By Randy Dillon
James 3:3-8 ‘Behold, we put bits in the horse’s mouth, that they may obey us; and we turn about their whole body. Behold also the ships, which though they be so great, and are driven of fierce winds, yet are they turned about by a very small helm, withersoever the governor listeth. Even so the tongue is a little member, and boasteth great things. Behold how great a matter a little fire kindleth. And the tongue is a fire, a world of iniquity: so is the tongue among our members, that it defileth the whole body, and setteth on fire the course of nature; and it is set on fire of hell. For every kind of beasts, and of birds, and of serpents, and the things of the sea, is tamed, and hath been tamed of mankind: But the tongue can no man tame; it is an unruly evil, full of deadly poison.”
Proverbs 26: 22-24, 28 “The words of a talebearer are as wounds, and they go down into the innermost parts of the belly. Burning lips and a wicked heart are like a potsherd covered with silver dross. He that hateth dissembleth with his lips, and layeth up deceit within him; . . . A lying tongue hateth those that are afflicted by it; and a flattering mouth worketh ruin.”
In a sense, the book of James in the New Testament is similar to the book of Proverbs in the Old Testament. Both are books dealing with the practical, everyday application of Biblical truth found in God’s Word. While the principal theme of James is the relationship of works and faith, this book, like Proverbs, also considers the issues of wisdom, speech, self-control and successful living.

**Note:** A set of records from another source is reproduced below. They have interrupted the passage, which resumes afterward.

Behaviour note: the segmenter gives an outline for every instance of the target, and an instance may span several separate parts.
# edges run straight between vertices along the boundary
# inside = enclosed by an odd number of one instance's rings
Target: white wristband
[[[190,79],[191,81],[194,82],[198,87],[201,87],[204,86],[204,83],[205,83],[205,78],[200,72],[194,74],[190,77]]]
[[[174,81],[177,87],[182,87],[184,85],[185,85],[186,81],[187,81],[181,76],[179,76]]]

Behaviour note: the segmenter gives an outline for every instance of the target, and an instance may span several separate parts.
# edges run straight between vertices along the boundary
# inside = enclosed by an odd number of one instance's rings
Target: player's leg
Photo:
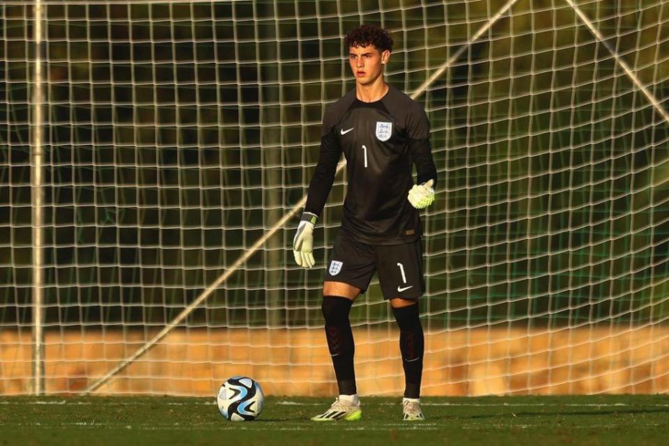
[[[374,272],[374,264],[373,249],[340,233],[323,283],[321,305],[339,397],[330,409],[314,417],[314,421],[354,421],[362,416],[353,367],[355,347],[348,314],[353,300],[367,289]]]
[[[399,327],[399,348],[404,369],[403,419],[424,420],[420,409],[424,338],[418,299],[424,292],[420,240],[415,243],[378,247],[379,281]]]

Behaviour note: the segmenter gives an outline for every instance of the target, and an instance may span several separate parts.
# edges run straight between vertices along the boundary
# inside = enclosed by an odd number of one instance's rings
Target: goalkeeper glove
[[[305,212],[300,219],[298,231],[293,239],[293,256],[295,263],[304,268],[312,268],[316,264],[314,260],[314,227],[318,216]]]
[[[434,180],[429,180],[427,183],[421,185],[413,185],[413,187],[411,187],[407,197],[411,206],[416,209],[422,209],[432,204],[432,202],[434,201],[433,184],[434,184]]]

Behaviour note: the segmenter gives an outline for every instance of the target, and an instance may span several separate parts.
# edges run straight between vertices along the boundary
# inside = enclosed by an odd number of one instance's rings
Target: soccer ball
[[[260,385],[246,376],[233,376],[218,390],[218,410],[226,420],[251,421],[263,410],[265,395]]]

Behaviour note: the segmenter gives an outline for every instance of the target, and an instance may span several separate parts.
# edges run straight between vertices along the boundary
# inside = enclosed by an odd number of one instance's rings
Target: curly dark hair
[[[348,31],[344,38],[347,48],[373,45],[380,51],[392,51],[392,38],[388,31],[376,25],[360,25]]]

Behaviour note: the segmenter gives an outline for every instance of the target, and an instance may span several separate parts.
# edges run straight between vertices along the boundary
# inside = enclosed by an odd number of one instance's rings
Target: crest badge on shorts
[[[376,139],[379,141],[387,141],[392,136],[392,123],[376,121]]]
[[[341,266],[344,265],[343,263],[333,260],[330,263],[330,275],[336,276],[339,273],[339,271],[341,270]]]

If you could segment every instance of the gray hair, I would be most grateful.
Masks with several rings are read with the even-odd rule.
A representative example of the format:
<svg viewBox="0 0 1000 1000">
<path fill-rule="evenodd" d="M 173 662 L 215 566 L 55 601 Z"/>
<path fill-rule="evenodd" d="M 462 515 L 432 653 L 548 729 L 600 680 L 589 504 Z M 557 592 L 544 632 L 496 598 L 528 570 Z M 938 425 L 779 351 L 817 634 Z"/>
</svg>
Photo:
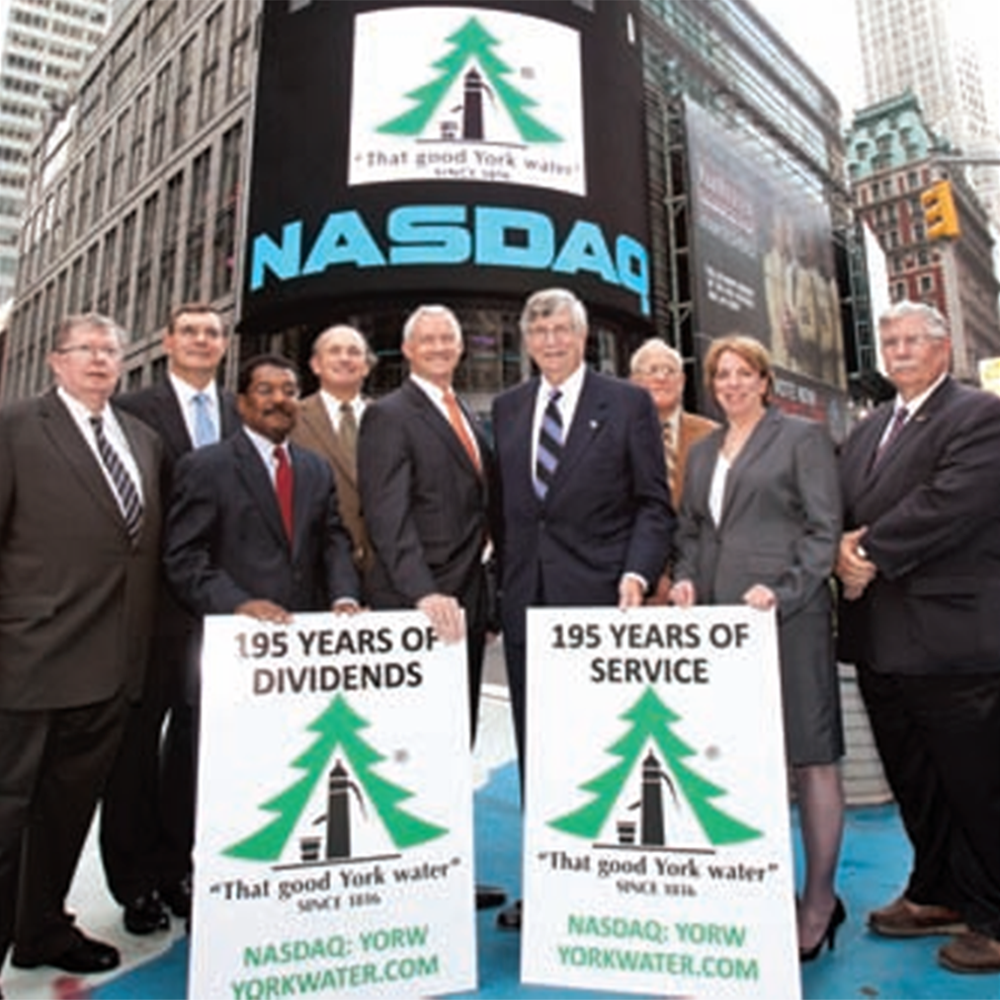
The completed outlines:
<svg viewBox="0 0 1000 1000">
<path fill-rule="evenodd" d="M 928 337 L 943 339 L 950 336 L 948 321 L 938 312 L 934 306 L 927 305 L 926 302 L 910 302 L 903 300 L 889 306 L 878 318 L 879 331 L 897 319 L 905 319 L 908 316 L 919 316 L 924 321 L 925 332 Z"/>
<path fill-rule="evenodd" d="M 369 368 L 374 368 L 378 364 L 378 355 L 372 350 L 371 344 L 368 343 L 368 338 L 358 329 L 353 326 L 349 326 L 347 323 L 336 323 L 333 326 L 328 326 L 316 334 L 316 339 L 313 341 L 312 356 L 316 355 L 322 350 L 324 343 L 327 338 L 335 333 L 353 333 L 355 337 L 361 342 L 361 346 L 365 349 L 365 361 L 368 362 Z"/>
<path fill-rule="evenodd" d="M 569 310 L 573 329 L 578 333 L 586 333 L 587 310 L 584 304 L 565 288 L 544 288 L 540 292 L 534 292 L 524 303 L 524 309 L 521 311 L 521 335 L 527 335 L 528 327 L 536 319 L 543 319 L 563 309 Z"/>
<path fill-rule="evenodd" d="M 79 313 L 73 316 L 64 317 L 59 326 L 56 327 L 55 339 L 52 342 L 53 350 L 60 350 L 65 347 L 74 330 L 81 327 L 95 330 L 106 330 L 118 339 L 118 346 L 125 349 L 125 331 L 109 316 L 102 316 L 100 313 Z"/>
<path fill-rule="evenodd" d="M 405 344 L 413 336 L 413 328 L 424 316 L 443 316 L 458 334 L 458 339 L 462 339 L 462 324 L 458 322 L 458 317 L 447 307 L 438 305 L 417 306 L 407 317 L 403 324 L 403 343 Z"/>
</svg>

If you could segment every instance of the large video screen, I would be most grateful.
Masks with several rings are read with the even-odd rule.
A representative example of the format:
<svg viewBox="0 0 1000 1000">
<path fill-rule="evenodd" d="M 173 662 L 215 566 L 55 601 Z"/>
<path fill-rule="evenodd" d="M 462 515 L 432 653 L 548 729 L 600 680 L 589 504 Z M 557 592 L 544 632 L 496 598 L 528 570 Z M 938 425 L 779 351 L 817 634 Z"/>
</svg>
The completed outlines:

James begins his examination of speech by providing two analogies to the control of the tongue. First, he cites how a bridle though small can control a powerful horse. Second, he shows that a small rudder can control the direction of a large ship. He then continues by noting how such a small member of the human body (the tongue) can boast of “great things” and how it can kindle a little fire into a great conflagration.
James further says bluntly that the tongue is a “fire, a word of iniquity.” It defiles the whole body and destroys the natural progress of nature in its consequences. In fact, an uncontrolled tongue is subject to the influence of hell itself. Worse yet, it remains untamed, evil and poisonous.
In Proverbs there are at least 55 references to the tongue, 33 of a positive nature and 22 of a negative nature. Jesus also spoke to this matter in Matthew 15: 11 and Mark 7:15 when he told his critics that what defiles a person is not what goes into the mouth, but what comes from the heart of a person and is brought to life on the tongue.
So what are the implications for Christians? First, and foremost, we should guard carefully our words. Not only so in our discourse with other believers, but even more so with unbelievers. Second, we must realize that words do matter. The old child’s saying, “Sticks and stones may break my bones, but words will never hurt me” is not directly scriptural although as a Christian it is good advice when we are assaulted verbally with untruths. In any case, we should practice what scripture tells us about guarding our own words.
Another old adage says: “Speak sweet words today; you may have to eat them tomorrow.” As followers of Jesus we should daily examine our every word to assess if our language is Christ-like; if it is encouraging and edifying; if it is kind and caring; if it is sincere and nurturing; if it is peaceful and courteous. If these attributes do not mark our words, we must examine our words and determine to change them to correspond more closely to the words of our Savior and Lord.